The last two decades have seen a renewed interest in sampling theory, which is concerned with the conversion of continuous-domain signals into discrete sequences. Traditionally, this conversion is achieved by recording the amplitude of the signal at specified time instants.

In this thesis, we explore novel sensing and imaging strategies. The first alternative sampling method we investigate is based on timing rather than amplitude information. Sampling based on timing also seems to appear in nature and may explain how neurons encode information, moreover, sampling based on timing information often leads to energy-efficient sampling devices. Significant progress has taken place in this area recently. Nevertheless, the state-of-the-art research has mostly concentrated on methods for sampling and reconstructing bandlimited functions, which were further extended to signals that belong to shift-invariant spaces.

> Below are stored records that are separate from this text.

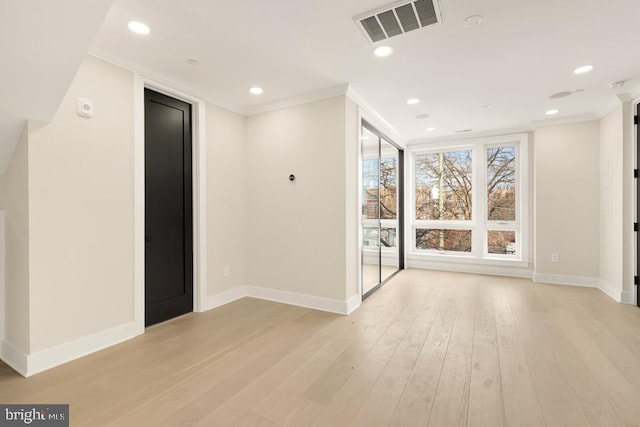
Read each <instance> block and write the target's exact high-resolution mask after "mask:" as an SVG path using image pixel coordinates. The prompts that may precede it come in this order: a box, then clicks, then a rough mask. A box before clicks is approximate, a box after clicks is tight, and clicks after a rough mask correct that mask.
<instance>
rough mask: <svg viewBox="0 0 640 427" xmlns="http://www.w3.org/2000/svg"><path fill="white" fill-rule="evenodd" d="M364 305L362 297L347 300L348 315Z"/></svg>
mask: <svg viewBox="0 0 640 427" xmlns="http://www.w3.org/2000/svg"><path fill="white" fill-rule="evenodd" d="M360 304H362V295H360V294H357V295H354V296H352V297H351V298H349V299H348V300H347V313H346V314H351V313H353V312H354V311H356V309H357V308H358V307H360Z"/></svg>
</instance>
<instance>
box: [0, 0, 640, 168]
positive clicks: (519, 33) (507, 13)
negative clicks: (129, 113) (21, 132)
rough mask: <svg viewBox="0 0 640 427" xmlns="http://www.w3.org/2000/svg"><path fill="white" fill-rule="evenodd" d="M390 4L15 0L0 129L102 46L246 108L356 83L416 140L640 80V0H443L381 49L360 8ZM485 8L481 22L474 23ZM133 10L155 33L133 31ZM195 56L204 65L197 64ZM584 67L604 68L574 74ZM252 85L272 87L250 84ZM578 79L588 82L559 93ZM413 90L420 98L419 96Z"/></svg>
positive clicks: (578, 115)
mask: <svg viewBox="0 0 640 427" xmlns="http://www.w3.org/2000/svg"><path fill="white" fill-rule="evenodd" d="M109 3H113V4H112V7H111V9H110V10H109V12H108V14H107V15H106V19H104V22H103V23H102V27H101V28H100V22H101V21H102V19H103V18H102V17H103V16H104V15H105V10H106V7H108V5H109ZM388 3H389V2H387V1H385V0H322V1H313V2H312V1H306V0H303V1H301V0H270V1H264V0H233V1H229V0H225V1H222V0H189V1H178V0H115V1H113V2H112V1H111V0H100V1H97V0H92V1H91V2H88V1H81V0H57V1H56V2H43V1H41V0H5V1H3V2H2V3H0V55H1V56H0V57H2V58H3V79H1V80H0V91H2V92H1V93H3V94H9V96H5V97H4V98H3V99H2V101H0V138H3V139H5V140H10V139H11V137H10V136H9V135H10V134H11V132H7V131H5V130H6V129H5V128H7V129H8V127H11V129H12V132H13V133H14V134H15V133H16V130H15V129H19V128H20V126H18V127H17V128H16V127H15V123H16V121H18V122H20V123H22V122H23V121H24V119H26V118H35V119H41V120H50V119H51V118H52V117H53V113H54V112H55V109H56V108H57V105H58V103H59V102H60V101H61V99H62V96H63V94H64V91H65V90H66V88H67V87H68V85H69V83H70V82H71V80H72V78H73V75H74V74H75V71H76V70H77V67H78V66H79V64H80V61H81V59H82V56H83V55H84V54H85V53H86V52H87V50H88V48H89V47H90V46H91V52H94V53H97V54H98V55H100V56H103V57H105V58H110V59H111V60H113V61H115V62H118V63H121V64H127V65H128V66H130V67H132V68H135V69H137V70H148V71H149V72H150V73H152V74H153V76H155V77H161V78H163V79H166V80H170V81H172V82H177V83H178V84H179V85H180V86H181V88H189V89H190V91H191V92H194V93H195V94H197V95H199V96H202V97H204V98H205V99H208V100H211V101H214V102H216V103H217V104H219V105H222V106H225V107H227V108H229V109H232V110H234V111H238V112H241V113H245V112H250V111H253V110H255V109H256V108H259V105H260V104H263V103H269V102H273V101H277V100H280V99H283V98H288V97H292V96H296V95H300V94H304V93H308V92H312V91H316V90H320V89H323V88H328V87H333V86H336V85H343V84H345V83H348V84H350V85H351V87H353V88H354V89H355V90H356V92H358V94H359V95H360V96H361V97H362V98H363V99H365V100H366V101H367V102H368V103H369V104H370V106H371V107H373V108H374V109H375V110H377V112H378V113H380V115H381V116H382V117H384V118H385V119H386V120H387V122H389V123H391V124H392V125H393V126H394V127H395V128H396V129H397V131H399V133H400V134H401V135H402V137H403V139H406V140H420V139H424V138H427V137H441V136H446V135H452V134H454V132H455V131H456V130H459V129H467V128H471V129H473V131H474V133H476V132H483V131H488V130H499V129H514V128H530V127H531V126H532V124H534V123H536V122H538V121H541V120H546V119H549V116H546V115H545V114H544V113H545V111H546V110H548V109H551V108H557V109H559V110H560V114H558V115H557V116H554V118H560V119H563V118H569V117H574V116H581V117H596V115H597V114H598V113H599V112H601V111H602V110H603V109H604V108H606V107H607V106H608V105H610V103H611V102H612V101H613V100H614V99H615V95H616V94H617V93H627V92H629V91H630V90H632V89H633V88H635V87H636V86H638V85H640V79H639V77H640V52H639V51H638V50H637V49H635V45H637V43H638V41H639V40H640V23H639V22H638V19H637V18H638V17H639V16H640V2H639V1H637V0H606V1H603V0H561V1H559V0H536V1H531V0H441V1H440V5H441V9H442V14H443V17H444V23H442V24H438V25H434V26H431V27H428V28H425V29H421V30H416V31H413V32H411V33H408V34H405V35H402V36H398V37H394V38H392V39H390V40H389V41H388V44H389V45H391V46H392V47H393V48H394V50H395V52H394V54H393V55H392V56H390V57H388V58H384V59H381V58H377V57H374V56H373V54H372V51H373V46H372V45H371V44H370V43H369V42H368V40H367V39H366V38H365V37H364V35H363V34H362V32H361V31H360V29H359V28H358V26H357V25H356V23H355V22H354V20H353V17H355V16H358V15H361V14H363V13H365V12H368V11H371V10H374V9H378V8H380V7H382V6H385V5H386V4H388ZM476 14H479V15H482V16H483V21H482V24H481V25H479V26H475V27H471V28H465V27H463V25H462V21H463V20H464V18H466V17H468V16H470V15H476ZM132 19H137V20H141V21H143V22H146V23H147V24H149V25H150V27H151V33H150V34H149V35H147V36H139V35H135V34H133V33H131V32H129V30H128V29H127V22H128V21H129V20H132ZM98 29H99V32H98ZM96 32H97V34H98V35H97V37H96V38H95V39H94V38H93V36H94V34H95V33H96ZM191 58H193V59H197V60H198V61H199V65H197V66H192V65H189V64H188V63H187V60H188V59H191ZM584 64H593V65H594V66H595V69H594V71H593V72H591V73H590V74H587V75H582V76H576V75H574V74H573V69H574V68H576V67H577V66H580V65H584ZM621 79H627V80H629V82H628V83H627V85H626V86H625V87H624V88H622V89H610V88H609V87H608V83H610V82H612V81H616V80H621ZM252 85H260V86H262V87H263V88H264V90H265V92H264V94H263V95H261V96H259V97H256V96H252V95H250V94H249V93H248V88H249V87H250V86H252ZM578 89H583V90H584V91H583V92H579V93H575V94H574V95H572V96H570V97H568V98H564V99H558V100H551V99H549V96H550V95H551V94H553V93H555V92H559V91H572V90H578ZM411 97H417V98H420V99H421V102H420V104H418V105H414V106H409V105H407V104H406V103H405V101H406V99H408V98H411ZM485 104H490V105H491V108H489V109H486V108H482V107H481V106H482V105H485ZM418 114H429V115H430V117H429V118H428V119H426V120H417V119H416V117H415V116H416V115H418ZM427 127H436V128H437V130H436V131H434V132H426V131H425V129H426V128H427ZM18 133H19V130H18ZM14 137H15V138H17V136H15V135H14ZM2 146H4V147H5V149H4V151H7V150H6V146H8V145H7V144H2ZM11 148H12V147H11ZM2 150H3V148H2V147H0V162H1V161H2V160H3V158H4V157H3V153H2ZM0 166H2V165H0Z"/></svg>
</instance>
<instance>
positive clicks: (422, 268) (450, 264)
mask: <svg viewBox="0 0 640 427" xmlns="http://www.w3.org/2000/svg"><path fill="white" fill-rule="evenodd" d="M407 268H419V269H424V270H438V271H452V272H456V273H472V274H486V275H491V276H507V277H522V278H525V279H530V278H531V270H530V269H529V268H527V267H520V266H518V267H504V266H501V265H491V264H487V265H481V264H472V263H456V262H444V261H431V260H418V259H409V260H407Z"/></svg>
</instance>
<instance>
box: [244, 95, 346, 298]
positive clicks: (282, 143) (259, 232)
mask: <svg viewBox="0 0 640 427" xmlns="http://www.w3.org/2000/svg"><path fill="white" fill-rule="evenodd" d="M345 108H346V107H345V97H344V96H340V97H335V98H331V99H327V100H322V101H317V102H312V103H308V104H304V105H298V106H295V107H290V108H285V109H281V110H277V111H272V112H267V113H263V114H257V115H253V116H249V117H247V119H246V122H247V160H248V162H247V197H248V205H247V208H248V215H247V230H248V254H249V272H248V283H249V284H250V285H252V286H258V287H263V288H270V289H274V290H276V291H282V292H290V293H294V294H299V295H307V296H314V297H320V298H325V299H330V300H335V301H342V302H344V301H346V296H347V295H346V288H347V286H346V275H347V266H346V259H347V255H346V241H345V236H346V235H347V234H346V220H345V218H346V217H345V215H346V206H345V204H346V194H345V182H346V177H345V169H346V167H345V156H346V153H345V135H346V131H345ZM350 160H351V159H350ZM289 174H295V176H296V180H295V181H294V182H290V181H289V179H288V177H289Z"/></svg>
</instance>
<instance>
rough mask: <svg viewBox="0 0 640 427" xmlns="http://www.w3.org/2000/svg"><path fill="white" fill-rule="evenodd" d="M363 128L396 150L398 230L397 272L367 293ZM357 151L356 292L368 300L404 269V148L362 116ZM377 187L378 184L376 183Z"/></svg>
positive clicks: (383, 280)
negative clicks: (364, 277)
mask: <svg viewBox="0 0 640 427" xmlns="http://www.w3.org/2000/svg"><path fill="white" fill-rule="evenodd" d="M363 127H365V128H367V129H368V130H369V131H370V132H372V133H373V134H375V135H377V136H378V138H379V139H384V140H385V141H386V142H387V143H388V144H389V145H391V146H393V147H394V148H395V149H396V150H398V189H397V192H398V196H397V197H398V230H397V236H398V270H396V271H395V272H394V273H393V274H391V275H390V276H389V277H387V278H386V279H384V280H381V281H380V283H378V284H377V285H376V286H374V287H373V288H371V289H370V290H369V291H367V292H366V293H365V292H364V289H363V286H362V279H363V277H362V250H363V247H364V245H363V233H362V227H363V220H362V139H361V133H362V128H363ZM380 147H381V146H380V141H378V154H380ZM358 150H359V154H358V233H359V244H358V249H359V257H358V259H359V260H360V265H359V268H358V271H359V274H358V279H359V280H358V285H359V290H358V292H359V293H360V297H361V299H362V300H364V299H366V298H368V297H369V296H371V295H372V294H373V293H374V292H376V291H377V290H378V289H379V288H381V287H382V286H383V285H384V284H385V283H386V282H388V281H389V280H391V279H392V278H393V277H394V276H395V275H396V274H398V273H399V272H401V271H402V270H404V268H405V251H404V248H405V244H404V226H405V217H404V211H405V200H404V199H405V197H404V178H405V176H404V150H405V149H404V147H403V146H402V145H400V144H398V143H397V142H396V141H394V140H393V139H391V138H390V137H389V136H387V134H386V133H385V132H383V131H381V130H380V128H379V127H378V126H377V125H376V124H375V122H373V121H371V120H370V119H369V118H368V117H363V116H362V115H361V116H360V117H359V123H358ZM378 185H379V183H378ZM381 250H382V247H381V246H380V252H379V253H378V257H379V259H380V260H381V259H382V252H381ZM379 265H380V266H381V265H382V262H380V263H379Z"/></svg>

In our work, we investigate the problem of timing-based sampling and reconstruction of non-bandlimited signals, within the Finite Rate of Innovation (FRI) setting. These signals have a finite number of degrees of freedom per unit of time, called rate of innovation, such as, for example, trains of impulses or piecewise constant polynomials. We show here that these functions can be non-uniformly sampled using a compact-support kernel that satisfies the generalised Strang-Fix conditions, and a comparator with a threshold detector, which outputs the instants where the filtered input crosses the values of some reference signal. In this context, we prove that perfect estimation is possible using a novel local reconstruction method, if the frequency of the comparator's reference signal is large enough, and whenever the input satisfies some density property. We also describe the integrate-and-fire time encoding system, which consists of a filter, followed by an integrator and a threshold detector with a reset. We show that also in this case, we can reconstruct signals with finite rate of innovation from the time-encoded information. We also extend the proposed framework to time encoding and reconstruction of multidimensional signals, such as video scenes.

The second problem we address is that of reconstructing physical phenomena from samples taken along unknown trajectories. In particular we consider diffusion fields induced by multiple localised and instantaneous sources and assume a mobile sensor samples the field, uniformly along a trajectory, which is unknown. The problem we address is the estimation of the amplitudes and locations of the diffusion sources, as well as of the trajectory of the sensor. We first propose a method for diffusion source localisation and trajectory mapping (D-SLAM) in 2D, where we assume the activation times of the sources are known, that the evolution of the diffusion field over time is negligible, and that the trajectory of the sensor is piecewise linear. The reconstruction method we propose maps the measurements obtained using the mobile sensor to a sequence of generalised field samples. From these generalised samples, we can then retrieve the locations of the sources as well as the trajectory of the sensor (up to a 2D orthogonal geometric transformation). We then relax these assumptions and show that we can perform D-SLAM also in the case of unknown activation times, from samples of a time-varying field, from samples along an arbitrary parametric trajectory, as well as in 3D spaces. Finally, simulation results on both synthetic and real data further validate the proposed framework.